We find in Galations 5:22, that Joy is the second fruit of the spirit. It is high on the list of ‘fruit’ that clearly comes from heaven, through the Holy Spirit and to us.

Let’s look at the definition of Joy:

The passion or emotion excited by the acquisition or expectation of good; pleasurable feelings or emotions caused by success, good fortune, and the like, or by a rational prospect of possessing what we love or desire; gladness; exhilaration of spirits; delight.

Joy is a delight of the mind, from the consideration of the present or assured approaching possession of a good.” ‘ John Locke (1632 – 1704)

Look at a significant part of joy’meditation, consideration, and expectation of future good. This is at the heart of Joy. Not simply a delight that is happening now’though I may rejoice about the present’but, significantly, the prospect and expectation of future good. To overcome the temptation of today, and to enjoy today, I must focus on: the joy that will come tomorrow by saying no to that sin; the joy that will come from all the good that God has for me today and in the future.

We find in Hebrews the power and need for joy for endurance and overcoming. Of Jesus we read ‘Who, for the joy that was set before him, endured the cross, despising the shame.’ Hebrews 12:2

What are some of the good things that will ‘come tomorrow’ if I say no to sin today? Some things we find from scripture are: reward in heaven, good reputation, clear conscience, peace that comes from not having the fear of being caught.

Another vital part of Joy in Recovery is about coming to the end of my own strength and coming to the beginning of God’s strength. As long as I focus only on what I can do, arrange or manipulate, I can have no lasting joy. When I come to the end of my strength I am at the beginning of God’s.

In 1 Corinthians 12:9 the Lord told Paul that ‘My grace (God’s) is sufficient for you, for My power is made perfect in weakness. Most gladly therefore I (Paul) will rather glory in my weaknesses, that the power of Christ may overshadow me.’

I think it seems strange on the surface to consider that I would ‘glory’ in my weakness. However, as I look closer at this I realize that the ‘glory’ is not about me, but about my absolute need for the Lord’s strength and power.

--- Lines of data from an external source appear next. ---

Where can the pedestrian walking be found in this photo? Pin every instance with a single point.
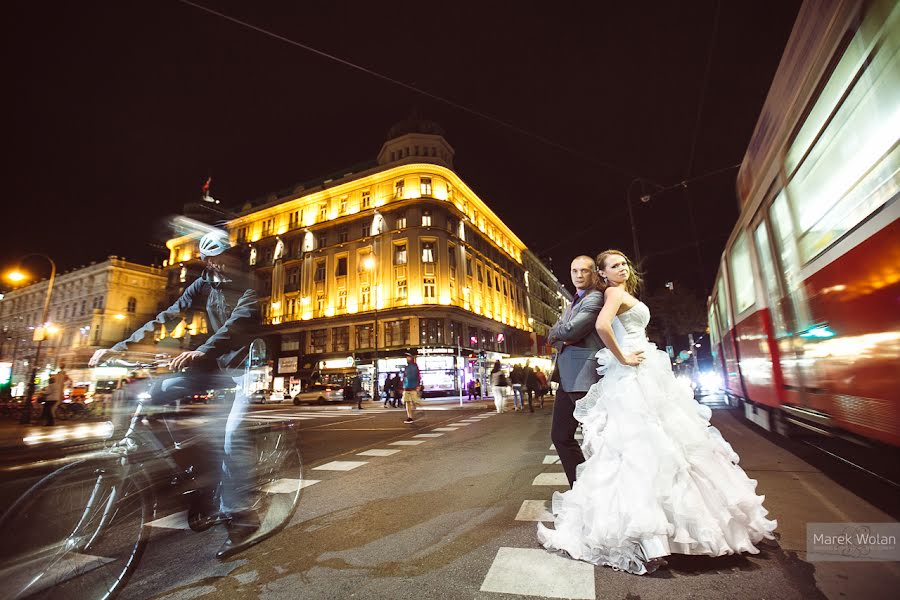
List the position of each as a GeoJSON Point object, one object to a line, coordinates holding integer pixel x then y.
{"type": "Point", "coordinates": [48, 401]}
{"type": "Point", "coordinates": [531, 386]}
{"type": "Point", "coordinates": [499, 384]}
{"type": "Point", "coordinates": [388, 390]}
{"type": "Point", "coordinates": [62, 380]}
{"type": "Point", "coordinates": [545, 386]}
{"type": "Point", "coordinates": [517, 378]}
{"type": "Point", "coordinates": [356, 389]}
{"type": "Point", "coordinates": [397, 391]}
{"type": "Point", "coordinates": [412, 381]}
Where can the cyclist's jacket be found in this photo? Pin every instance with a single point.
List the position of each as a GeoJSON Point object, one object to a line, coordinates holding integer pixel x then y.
{"type": "Point", "coordinates": [232, 315]}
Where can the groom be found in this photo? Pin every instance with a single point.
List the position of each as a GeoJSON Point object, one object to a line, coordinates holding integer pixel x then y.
{"type": "Point", "coordinates": [576, 340]}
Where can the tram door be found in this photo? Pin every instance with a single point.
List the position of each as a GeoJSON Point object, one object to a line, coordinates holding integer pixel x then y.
{"type": "Point", "coordinates": [780, 265]}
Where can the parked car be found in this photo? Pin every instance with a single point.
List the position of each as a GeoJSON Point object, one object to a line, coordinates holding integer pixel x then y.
{"type": "Point", "coordinates": [260, 396]}
{"type": "Point", "coordinates": [319, 394]}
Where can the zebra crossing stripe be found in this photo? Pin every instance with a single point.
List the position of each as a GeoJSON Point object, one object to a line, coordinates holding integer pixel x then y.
{"type": "Point", "coordinates": [21, 581]}
{"type": "Point", "coordinates": [174, 521]}
{"type": "Point", "coordinates": [536, 572]}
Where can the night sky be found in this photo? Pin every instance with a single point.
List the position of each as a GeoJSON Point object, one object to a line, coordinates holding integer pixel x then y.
{"type": "Point", "coordinates": [120, 110]}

As I embrace and acknowledge my weakness I naturally begin to look for strength and power from another source. As the power of Christ ‘overshadows’ me, I begin to find the joy that I could not find while looking to my own strength or my own prospects for the future.

And in James 1:2 we find that James exhorts us to ‘count it joy’ when we fall into temptations. He tells us the trying of our faith works patience. This prospect of giving thanks or rejoicing with temptations seems difficult if not impossible. We must do this by faith and not according to our emotions. The joy seems to be about the good that it will bring to me as I overcome in the strength of the Lord and about the God who is sovereign over all my life and circumstances. I can count that joy.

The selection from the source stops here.